Hmmmmmmm. So we can guess that the “announcement” we get back is the key we want mixed together with the shared secret. We can generate the shared seceret ourselves since the satellite returns the basis it used, but how did they combine the key with the shared secret? We see that they’re the same bit length so why not try XOR?

Run it a few times and we see that the result of announcement XOR shared_secret is constant! We have our key!

CTF{you_performed_a_quantum_key_exchange_with_a_satellite}

Reversing Cellular Automata

The second of the two weird systems. This one is very straightforward though, “just” reverse a step in the cellular automata.

Here is the rule in question.

It generates the nth bit by looking at the left (n-1), center (n), and right (n+1) bits. And rule 126 was chosen because of how it generates that bit. If LCR are all 0’s or all 1’s then the nth bit is 0, otherwise it’s 1.

Naive attempt #1:
Well we can just make a list of lists, where the nth entry in the big list is a list of all possible triplets centered at the nth bit, then zip them all together. If the resulting bit is 0 then the possible triplets are 0,0,0 and 1,1,1 etc.

Run it and what happens? Python spits out a MemoryError…
Let’s just do a quick calculation to see how many elements are in that big list
3027636133969523175486328123886577647616
Oh…

Naive attempt #2:
Ok lets try incorporating the previous bit into the calculation. But then we run into a problem.

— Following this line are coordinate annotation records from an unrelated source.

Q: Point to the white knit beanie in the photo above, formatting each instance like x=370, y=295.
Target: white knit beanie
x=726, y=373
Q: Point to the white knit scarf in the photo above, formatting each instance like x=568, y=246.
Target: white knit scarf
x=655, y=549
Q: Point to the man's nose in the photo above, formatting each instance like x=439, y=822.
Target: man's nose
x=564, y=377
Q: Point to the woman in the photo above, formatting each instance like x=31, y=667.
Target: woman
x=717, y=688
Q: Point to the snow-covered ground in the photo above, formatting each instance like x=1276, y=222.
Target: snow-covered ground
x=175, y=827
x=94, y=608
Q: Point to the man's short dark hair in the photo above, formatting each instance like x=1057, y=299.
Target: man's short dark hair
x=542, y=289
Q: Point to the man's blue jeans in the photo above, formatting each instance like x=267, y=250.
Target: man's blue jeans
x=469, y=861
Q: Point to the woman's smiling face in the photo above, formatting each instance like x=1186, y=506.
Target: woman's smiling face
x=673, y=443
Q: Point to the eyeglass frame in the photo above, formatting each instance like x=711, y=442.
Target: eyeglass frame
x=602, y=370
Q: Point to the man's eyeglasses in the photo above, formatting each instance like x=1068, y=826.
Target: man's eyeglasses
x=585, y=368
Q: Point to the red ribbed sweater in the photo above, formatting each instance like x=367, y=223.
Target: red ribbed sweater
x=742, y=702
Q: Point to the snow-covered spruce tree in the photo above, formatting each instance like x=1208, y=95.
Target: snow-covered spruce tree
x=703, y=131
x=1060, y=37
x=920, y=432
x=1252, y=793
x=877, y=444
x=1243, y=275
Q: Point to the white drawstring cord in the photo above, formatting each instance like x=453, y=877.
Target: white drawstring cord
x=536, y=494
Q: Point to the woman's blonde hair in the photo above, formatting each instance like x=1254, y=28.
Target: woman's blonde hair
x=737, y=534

If the output bit was “1” and the last bit was “0”, that leaves us with three possible choices, the triplet could be 010, 001, or 011. We can try to keep track of all of these but we can only start excluding them once we finish a full loop around, and even so we have so many elements in the list that python chugs and itertools can’t make the combinations for us.

This approach doesn’t seem like a good idea, let’s try something else.

Less naive attempt #3:
Let’s look at the patterns generated from rule 126 https://www.wolframalpha.com/input/?i=rule+126+random+initial+conditions

Huh, we see lots of upsidedown triangles. If we consider the rule itself it makes sense. Groups of bits tend to “move” towards each other since something like 100 will result in 110 potentially. Also lines of 111111 become 1000001 which then begin to move towards each other, forming the upsidedown triangles we see.

So using what we know of the patterns can we look at the pattern from 66de3c1bf87fdfcf and backtrack? Assume that each sequence of 0’s was generated by a line ofe 1’s and seperated 1’s are part of an upsidedown triangle? The answer is no. It doesn’t work. The assumptions end up creating a pattern that isn’t even a valid previous state. So at this point I had been at it for a few hours so I went for a walk and immediately figured it out. It was so obvious.

Finally the successful attempt, attempt #4:

Brute force. We can just brute force previous states and keep the ones that step into the obtained step.

The key itself is 64 bits long, so brute force on the entire key is impossible. But cellular automata are not hashing functions. Normally a hash function cannot be realistically brute forced because a 1 bit change in the input results in a completely different hash.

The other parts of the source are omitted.